Not Long to Live
You would have to have a heart of reinforced concrete not to smirk at Not Long to Live. Released in 1965 by Cardiff singer-songwriter, Tony Miles, it is a 'teenage tragedy song' or 'splatter platter'. He actually wrote the ditty in 1960 but at that time struggled to find any label interest. An outcry over the song Tell Laura I Love Her meant that labels were wary of releasing morbid records, fearing the commercial deterrent of a BBC ban (this was back in the days when a BBC ban was actually a commercial deterrent).
Tony, a one-time ladies' hairdresser, got the idea for the song after suffering a near death experience. He crashed his car into the wall of Thornhill Crematorium on the outskirts of Cardiff while driving at a speed of 70mph. Or so he claimed. As you can hear from the lyrics the song is a warning against the perils of joyriding rather than a celebration of a live fast, die young attitude.
In the mid-sixties 'doom songs' like Twinkle's Terry and Leader of the Pack by the fabulous Shangi-Las meant that morbid melodrama was back in vogue. Miles decided to resurrect Not Long to Live and this time he managed to persuade EMI to cut the disc for Columbia Records. Miles paid £300 for the recording session which was overseen by arranger Monty Babson. Kenny Clive played drums; Cedric West was on guitar duty; and Alan Haven on keyboards.

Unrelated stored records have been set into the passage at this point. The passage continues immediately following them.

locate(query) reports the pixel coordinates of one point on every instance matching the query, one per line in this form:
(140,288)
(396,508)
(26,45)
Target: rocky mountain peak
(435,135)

Maybe it was Tony's fraudulent American accent or the finger-wagging tone of the lyrics but his single just didn't have the charm, sexiness, or the necessary level of tragedy to be a first rank splatter platter. Not Long to Live sounded more like it was part of some public service campaign against drink-driving. Tony Miles actually had a stint as a writer for Beatles' publishers Dick James Music and also worked as a promoter in uptown Cardiff.